1) The Tech Effect—you had to expect this in late 2009! Improvements in technology can improve both fidelity and convenience. Boundaries between the two are real but they are always changing.
2) The Fidelity Belly—if you are not extremely high fidelity or convenient you fall into the fidelity belly which he calls the “no man’s land of consumer experience. The tech effect is always redefining the borders of the belly so you brand may get swallowed up or become passé with the consumer if you are not careful.
3) The Fidelity Mirage—this one is dynamite. Businesses often say that they can do it but achieving both high fidelity and convenience seems to be impossible. If you try to do both you waste lots of time and even more resources and almost always fail. Starbucks expanded to the point where they often had locations on either side of a street corner. They were commonplace (and their baristas did not seem as well trained to me!) and when the economy started to tank, did you really need a $4.00 cup of coffee and an experience that no longer felt special? Familiarity truly did breed contempt and they have closed many stores and are now retrenching.

Coach built too many outlet stores and opened 94 conventional units between 2004 and 2008. Maney states that a big part of fidelity is maintaining aura and identity, and that is especially true with fashion and accessories. Convenience dissipates the aura and allure. Coach has lowered prices, closed locations and appears to be clawing back but they must never again become the McDonald’s of luxury.

Amazingly, even Wal-Mart tried to do both. Remember when they went in to New York City a few years back? That was a complete departure from their heritage. Wal-Mart grew by being the one stop shopping place for people in rural areas. They never entered major cities until they had surrounded them by working far outside and then gingerly stepping in to suburbs. Their empire was built on letting rural people go to one store instead of a dozen.In New York, shops abound and they are close to one another. After they closed New York, they amazingly shot themselves in the foot again by stocking higher priced and more fashionable clothes than ever before. I remember seeing TNS Media Intelligence reports stating that they were advertising in Vogue! At lunch that same day, I stopped at a newsstand and cracked up when I saw their ad was actually there. They were trying for both fidelity and convenience. Wal-Mart wanted aura it seemed and had abandoned its roots. The campaign flopped and they killed the better clothing and came back with “Save money. Live better.” As the economy sank, they rose as everyday low pricing reigned supreme again.

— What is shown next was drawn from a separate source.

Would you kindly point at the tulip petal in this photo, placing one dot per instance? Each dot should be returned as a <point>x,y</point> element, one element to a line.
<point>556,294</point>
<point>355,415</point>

4) Super fidelity or Super convenience—Maney does not hedge; this is the province of winners. Most products that are hits fall at either end of the spectrum thus avoiding the dreaded fidelity belly. Apple put the i-phone at the top of the fidelity axis and they conquered despite a high price and limited geographic availability. Wal-Mart is back on top in retailing by returning to being the high convenience winner making shopping for basics cheaper than anywhere else. So Wal-Mart has poor fidelity and the i-phone is not very convenient to buy. But would you want to own either franchise? Of course!

Another example is from our industry. NFL Football with spectacular production values is the highest fidelity program in sports television. ESPN (sans MNF and college basketball) provides convenience in sports. There is always something in sports to watch on their networks.

This is only the tip of the iceberg but what struck me is that Maney has put his finger on something very important. I cannot tell you how many times I have seen companies harm or destroy their franchise because they fell for Maney’s Fidelity Mirage. You cannot be all things to all people. Yet, people believe they can. This approach is an excellent filter to use to help with positioning, expansion and pricing issues.

Get your boss to read Trade-Off, your creative heads as well, and especially the account planners!